Re: Parsers for the UnicodeSet notation?

From: Steven R. Loomis <srl_at_icu-project.org>
Date: Wed, 23 Jul 2014 16:18:20 -0700

On 07/23/2014 03:28 PM, Roozbeh Pournader wrote:
> On Wed, Jul 23, 2014 at 3:23 PM, Eric Muller <emuller_at_adobe.com
> <mailto:emuller_at_adobe.com>> wrote:
>
> I would like to work with the exemplarCharacters data in the CLDR.
> That uses the UnicodeSet notation. Is there somewhere a parser for
> that notation, that would return me just the list of characters in
> the set?
>
>
> Note that it's a set of strings, not characters.
>
> I suspect that the exemplarCharacters use a restricted form of the
> UnicodeSet notation (e.g. do not use property values). Is that
> correct, and if so, what's the subset?
>
>
> I have an Apache-licensed parser in Python here:
> https://code.google.com/p/noto/source/browse/nototools/generate_website_data.py#180
>
Nice, you should get those CLDR folks to add a link!
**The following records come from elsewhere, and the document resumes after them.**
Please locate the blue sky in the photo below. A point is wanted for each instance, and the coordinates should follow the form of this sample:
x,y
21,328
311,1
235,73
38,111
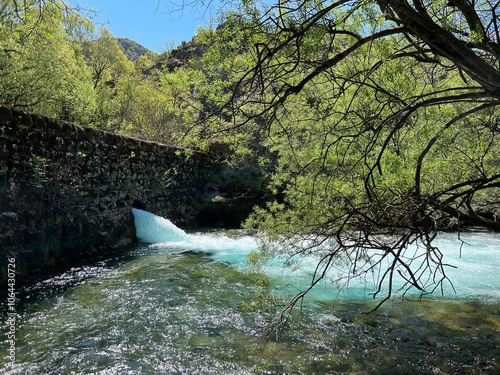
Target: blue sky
x,y
151,23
I'm cross posting
this to cldr-users, which may be more appropriate.

Eric, to answer your second question, the TR35 spec does not say that
exemplars are a restricted set, as per
http://unicode.org/repos/cldr/trunk/specs/ldml/tr35-general.html#ExemplarSyntax
- in practice, a restricted set is used, ranges are expanded. But
there's no guarantee of this by the spec.

-s

-- 
IBMer but all opinions are mine.
https://www.ohloh.net/accounts/srl295 // fingerprint @ https://ssl.icu-project.org/trac/wiki/Srl
_______________________________________________
Unicode mailing list
Unicode_at_unicode.org
http://unicode.org/mailman/listinfo/unicode

Received on Wed Jul 23 2014 - 18:20:12 CDT

This message: [ Message body ]
Next message: Richard Wordingham: "Re: Request for Information"
Previous message: Steven R. Loomis: "Re: Parsers for the UnicodeSet notation?"
In reply to: Roozbeh Pournader: "Re: Parsers for the UnicodeSet notation?"
Next in thread: Steven R. Loomis: "Re: Parsers for the UnicodeSet notation?"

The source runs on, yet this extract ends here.